I see no reason why the proviso to clause 6.6 should undermine that interpretation.

99.

It is important to note that the provisions of clause 6.6 apply both before and after an Insolvency Acceleration Event, that is to say it will operate at a time when the expectation is that creditors can be paid in full. The interpretation of the Receivers is inconsistent with the obligation, at such a time, for payment to, for example, holders of US MTN in accordance with the provisions of their Notes and at the stated maturity dates. So, prior to an Insolvency Acceleration Event, concern about future insolvency would be irrelevant and would not entitle the receiver to refuse to pay the Senior Creditors as the maturity dates of their Notes arrive. The meaning and operation of clause 6.6.3 does not change once an Insolvency Acceleration Event occurs.

100.

This interpretation does not produce an absurd or unworkable result. Some Senior Creditors will be paid out sooner than others, but that, again, is consistent with the fact that some creditors, such as Repo counterparties, are not caught by a regime similar to section 10.01(c) of the Indenture, and Party A is not caught by that regime.
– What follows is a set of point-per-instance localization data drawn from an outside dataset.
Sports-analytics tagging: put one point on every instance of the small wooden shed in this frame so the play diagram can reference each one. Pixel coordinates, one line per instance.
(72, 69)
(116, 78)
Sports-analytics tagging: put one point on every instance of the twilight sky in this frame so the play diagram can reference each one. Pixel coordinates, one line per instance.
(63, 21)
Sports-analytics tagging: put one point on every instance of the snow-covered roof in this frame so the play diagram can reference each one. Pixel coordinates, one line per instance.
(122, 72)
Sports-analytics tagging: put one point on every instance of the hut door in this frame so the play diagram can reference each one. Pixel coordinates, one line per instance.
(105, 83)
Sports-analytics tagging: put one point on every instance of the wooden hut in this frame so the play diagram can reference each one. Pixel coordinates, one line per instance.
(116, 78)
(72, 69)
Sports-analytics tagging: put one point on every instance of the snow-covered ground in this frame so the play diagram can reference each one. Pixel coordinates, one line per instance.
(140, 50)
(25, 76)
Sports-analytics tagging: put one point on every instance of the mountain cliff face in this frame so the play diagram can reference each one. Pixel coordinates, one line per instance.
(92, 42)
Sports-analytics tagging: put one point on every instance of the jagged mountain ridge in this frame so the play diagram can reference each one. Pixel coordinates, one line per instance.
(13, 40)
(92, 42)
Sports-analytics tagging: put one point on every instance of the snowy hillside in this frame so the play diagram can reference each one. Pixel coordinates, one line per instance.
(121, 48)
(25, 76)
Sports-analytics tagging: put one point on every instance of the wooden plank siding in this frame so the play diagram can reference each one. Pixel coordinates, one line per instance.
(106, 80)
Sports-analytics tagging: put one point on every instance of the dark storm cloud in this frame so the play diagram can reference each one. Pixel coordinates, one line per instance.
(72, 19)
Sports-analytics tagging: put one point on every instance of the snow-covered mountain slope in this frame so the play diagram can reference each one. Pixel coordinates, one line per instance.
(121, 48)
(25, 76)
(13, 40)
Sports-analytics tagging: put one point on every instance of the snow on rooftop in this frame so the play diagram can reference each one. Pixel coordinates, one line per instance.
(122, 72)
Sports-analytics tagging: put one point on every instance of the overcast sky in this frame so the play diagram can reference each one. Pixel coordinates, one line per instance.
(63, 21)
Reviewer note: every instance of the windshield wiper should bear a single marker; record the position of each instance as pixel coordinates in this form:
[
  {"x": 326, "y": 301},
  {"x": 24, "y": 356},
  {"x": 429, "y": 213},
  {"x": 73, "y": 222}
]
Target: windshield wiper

Indeed, the interpretation of Party A may be said to be consistent with the different way in which, in other documents, different creditors are treated on insolvency. Further, Ms. Prevezer acknowledged that the Receivers are not deprived of their general right to determine the appropriate time to achieve the best realisation of the value of an asset.

101.

I do not consider that any assistance, on this issue of interpretation, is to be gained by reference to more general duties of Receivers in relation to the management and distribution of assets. The obligations imposed directly on the Receivers by the Security Trust Deed, and with which they were required to comply by the Deed which appointed them, cannot be qualified or ousted by any general management discretion that might otherwise exist.

102.

For those reasons, I conclude that clause 6.6 of the Security Trust Deed is to be interpreted in the manner for which Party A has contended.